Climate and Leishmaniasis in French Guiana

Amaury Roger 1, Mathieu Nacher 1,*, Matthieu Hanf 1, Anne Sophie Drogoul 1, Antoine Adenis 1, Celia Basurko 1, Julie Dufour 1, Dominique Sainte Marie 1, Denis Blanchet 1, Stephane Simon 1, Bernard Carme 1, Pierre Couppié 1
PMCID: PMC3771301  PMID: 23939706

Abstract

To study the link between climatic variables and the incidence of leishmaniasis a study was conducted in Cayenne, French Guiana. Patients infected between January 1994 and December 2010. Meteorological data were studied in relation to the incidence of leishmaniasis using an ARIMA model. In the final model, the infections were negatively correlated with rainfall (with a 2-month lag) and with the number of days with rainfall > 50 mm (lags of 4 and 7 months). The variables that were positively correlated were temperature and the Multivariate El Niño Southern Oscillation Index with lags of 8 and 4 months, respectively. Significantly greater correlations were observed in March for rainfall and in November for the Multivariate El Niño/Southern Oscillation Index. Climate thus seems to be a non-negligible explanatory variable for the fluctuations of leishmaniasis. A decrease in rainfall is linked to increased cases 2 months later. This easily perceptible point could lead to an interesting prevention message.

Introduction

French Guiana benefits from an equatorial climate that is tempered by tradewinds. It lies in an area of East/West atmospheric circulation induced by two subtropical high pressure belts (the Azores to the North and St. Helen to the South) that clash at the intertropical convergence zone (ICZ). The ICZ sweeps over French Guiana twice a year and determines a seasonal cycle characterized by four seasons of uneven durations: a short rainy season from mid November to late January; a short dry season—the « little summer of March »—between early February and mid-March; a long rainy season from late March to late July; and a long dry season from late July to mid-November. The yearly rainfall is around 3 m on average along the seashore, and 2.5 m in the interior. Variations between years at a given site can be important. This interannual variability is in part linked to the El Nino global atmospheric circulation phenomenon, which arises in the southern Pacific. The Multivariate El Niño Southern Oscillation Index (ENSO) index allows monitoring the evolution of this phenomenon.

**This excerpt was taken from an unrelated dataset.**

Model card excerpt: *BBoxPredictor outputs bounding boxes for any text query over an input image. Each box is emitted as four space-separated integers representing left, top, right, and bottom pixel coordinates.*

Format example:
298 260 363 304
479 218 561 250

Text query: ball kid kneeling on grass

During El Niño periods, it is expected that the French Guianese climate will become hotter and drier, whereas during La Niña periods, it is expected that climate will be cooler and wetter.1,2

Average temperatures are quasi constant throughout the year around 26°C (range 25.8–27.1). However, during the rainy season the temperatures are cooler and the diurnal variations lower than during the dry season. The relative humidity is always over 75% and may reach 100%. The territory's direct solar exposure, modulated by nebulosity, is on average 2,200 hours/year, and delivers a mean energy of 6 kWh/m2/day. Winds are weak to moderate throughout the year.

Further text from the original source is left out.